Depuis quelques années, l’agriculture est elle aussi concernée par l’expansion de la digitalisation. Dans le cadre d’un projet financé par l’OFAG concernant la surveillance digitalisée de la santé animale, Agroscope prépare actuellement un aperçu des systèmes intelligents mûrs pour une utilisation pratique en élevage animal. En plus de cela, une enquête consacrée à la mécanisation et la digitalisation dans l’agriculture suisse a été réalisée début 2018, afin de dresser un état de la situation.
Vaches laitières
Les systèmes intelligents sont particulièrement répandus en production laitière. Dans ce secteur, l’évolution avait déjà débuté dans les années 80 avec des systèmes d’identification automatisés des chaleurs et de détection précoce des mammites. Le développement des premiers robots de traite date aussi de cette époque. L’entreprise Düvelsdorf (Ottesberg, Allemagne) fut un pionnier dans ce domaine avec la présentation du Leonardo, le premier prototype de robot de traite présenté au public agricole en 1989, lors de l’Agritechnica. Selon l’ordonnance du DFI réglant l’hygiène dans la production laitière (OHyPL), le lait doit toutefois être analysé par des capteurs avant d’être stocké dans le tank à lait. A l’époque, l’automatisation de cette analyse à l’aide de capteurs constituait un véritable défi et était une étape préalable indispensable à l’introduction de la traite automatisée. Une présentation tirée du projet 4D4F de l’UE indique que 34 systèmes de santé de la mamelle et d’analyse du lait sont désormais utilisés dans la pratique.

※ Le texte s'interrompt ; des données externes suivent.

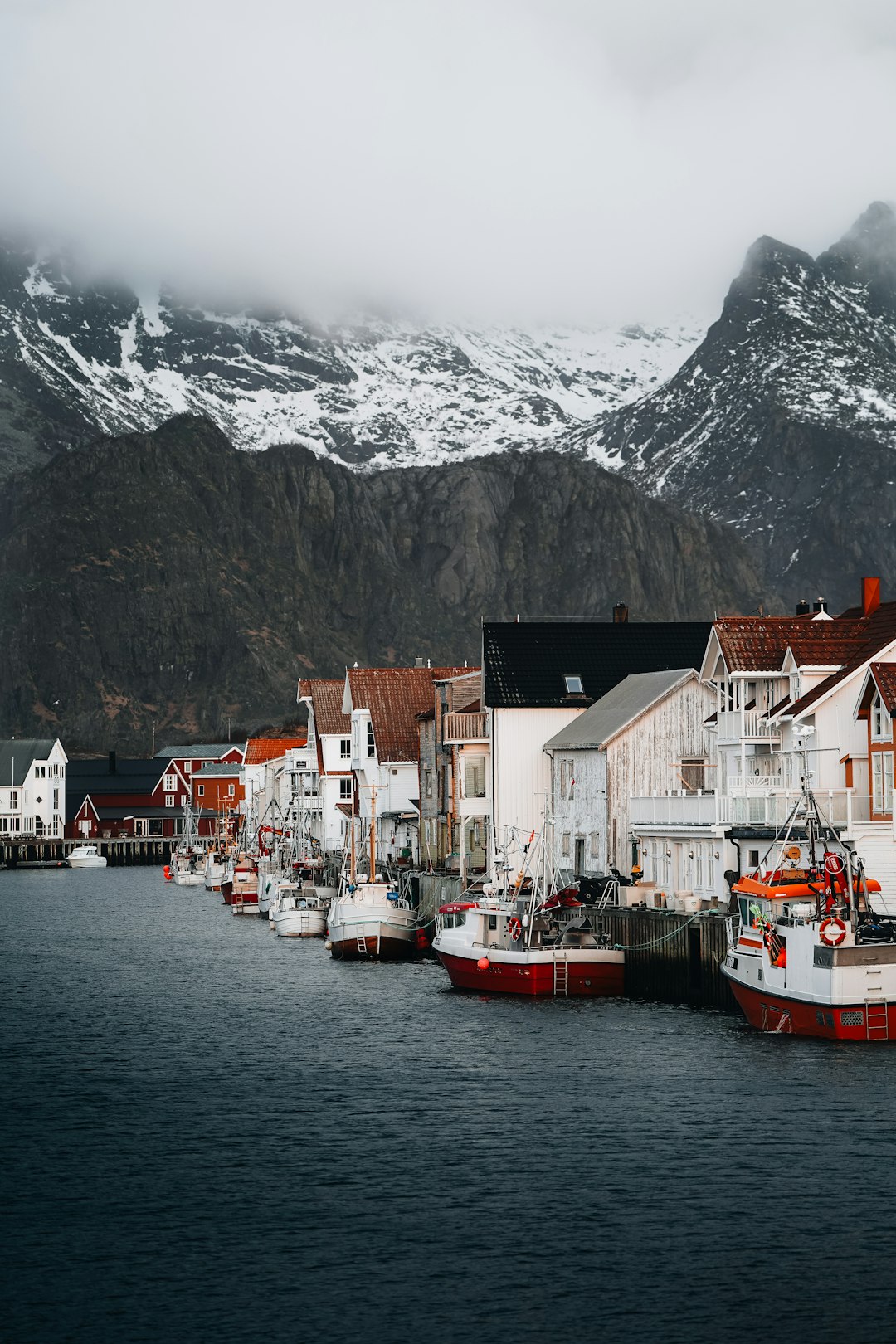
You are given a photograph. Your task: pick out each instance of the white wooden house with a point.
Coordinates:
(329, 749)
(540, 676)
(32, 788)
(384, 706)
(786, 689)
(648, 734)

Pour l’identification des chaleurs, le nombre de systèmes commercialisés est pratiquement identique. Le choix est par contre plus restreint pour d’autres critères comme le Body Condition Scoring et la détection des boiteries ou de l’acidose de la panse. Les systèmes à cet effet ont commencé à être développés relativement tard, soit par exemple au cours des années 2000 pour la détection automatisée des boiteries.

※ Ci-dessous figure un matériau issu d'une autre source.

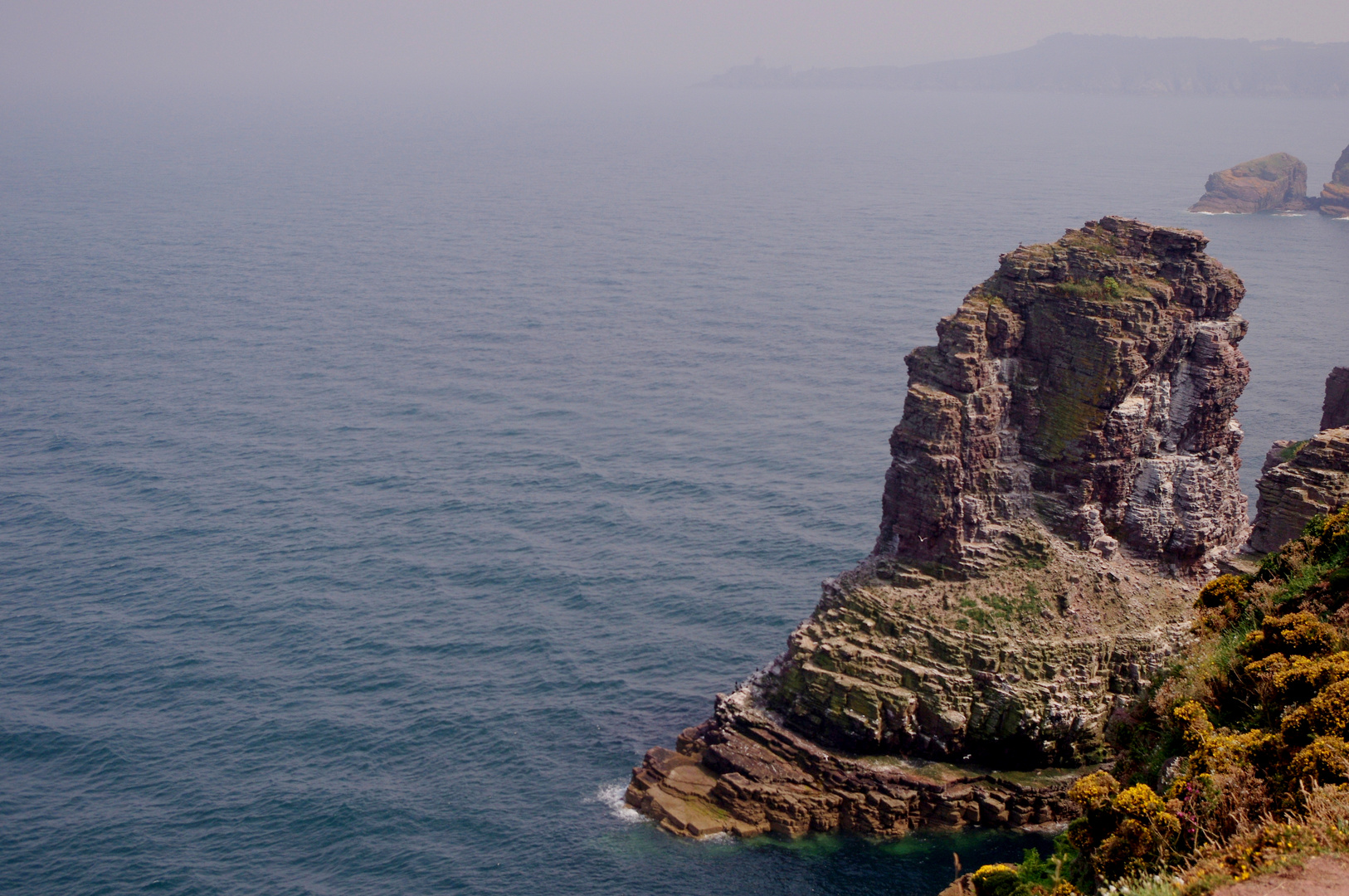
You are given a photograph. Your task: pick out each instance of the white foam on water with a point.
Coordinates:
(611, 795)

L’enquête d’Agroscope conclut que seuls deux systèmes de détection des boiteries sont commercialisés actuellement. Cela prouve qu’il faut un certain temps pour que ce genre de systèmes deviennent suffisamment fiables pour être utilisés dans la pratique et développer leur utilité dans l’agriculture.
Veaux et porcs
Les recherches effectuées par Agroscope indiquent que dix systèmes d’alimentation des veaux sont actuellement proposés sur le marché. S’agissant des dispositifs de pesée pour les veaux, sept systèmes différents ont été répertoriés. Les systèmes d’évaluation de la consommation d’eau et de la température corporelle (à des fins de contrôle de l’état de santé) sont en revanche peu répandus. En production porcine, la digitalisation s’étend surtout au tri et à la pesée des animaux, avec plus de dix systèmes. Huit systèmes ont été dénombrés dans le domaine de l’affouragement automatique. En production porcine, les solutions commercialisées servant à évaluer l’activité, la température corporelle et la consommation d’eau (en vue d’une détection précoce de problèmes éventuels) et à analyser les cris des animaux sont encore peu nombreuses.

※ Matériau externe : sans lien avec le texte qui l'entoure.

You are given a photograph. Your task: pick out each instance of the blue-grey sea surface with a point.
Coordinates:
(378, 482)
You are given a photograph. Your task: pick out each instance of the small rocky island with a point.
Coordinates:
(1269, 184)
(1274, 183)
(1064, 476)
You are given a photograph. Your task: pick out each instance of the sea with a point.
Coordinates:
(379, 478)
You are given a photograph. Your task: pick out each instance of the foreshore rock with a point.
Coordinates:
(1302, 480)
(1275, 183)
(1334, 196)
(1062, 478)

Faible niveau de digitalisation pour les vaches mères
Acquérir des technologies intelligentes est une chose, les utiliser au quotidien en est une autre. Début 2018, Agroscope a réalisé une enquête sur la mécanisation et la digitalisation dans l’agriculture suisse. Cette enquête a montré que c’est dans l’élevage de vaches mères que les utilisateurs emploient le moins de capteurs électroniques et d’instruments de mesure.
En production animale, les vaches laitières sont la seule catégorie où les utilisateurs de technologies digitales sont plus nombreux que les nonutilisateurs. A ce sujet, il convient néanmoins de préciser qu’un nombre relativement élevé « d’anciennes » technologies a été pris en considération, comme l’identification électronique à l’aide de colliers équipés de transpondeurs ou de marques auriculaires électroniques. Ces technologies sont couramment utilisées pour le fonctionnement des distributeurs automatiques de concentrés (DAC), des portes de sélection et des robots de traite. Parmi les 252 éleveurs de bétail interrogés, 45 % ont affirmé utiliser des compteurs à lait électroniques, 26 % des dispositifs de mesure de débit du lait et 26 % des colliers munis d’un transpondeur. Dans la catégorie technique d’étable, c’est la localisation des animaux qui arrive en dernière position avec 1 % d’utilisateurs.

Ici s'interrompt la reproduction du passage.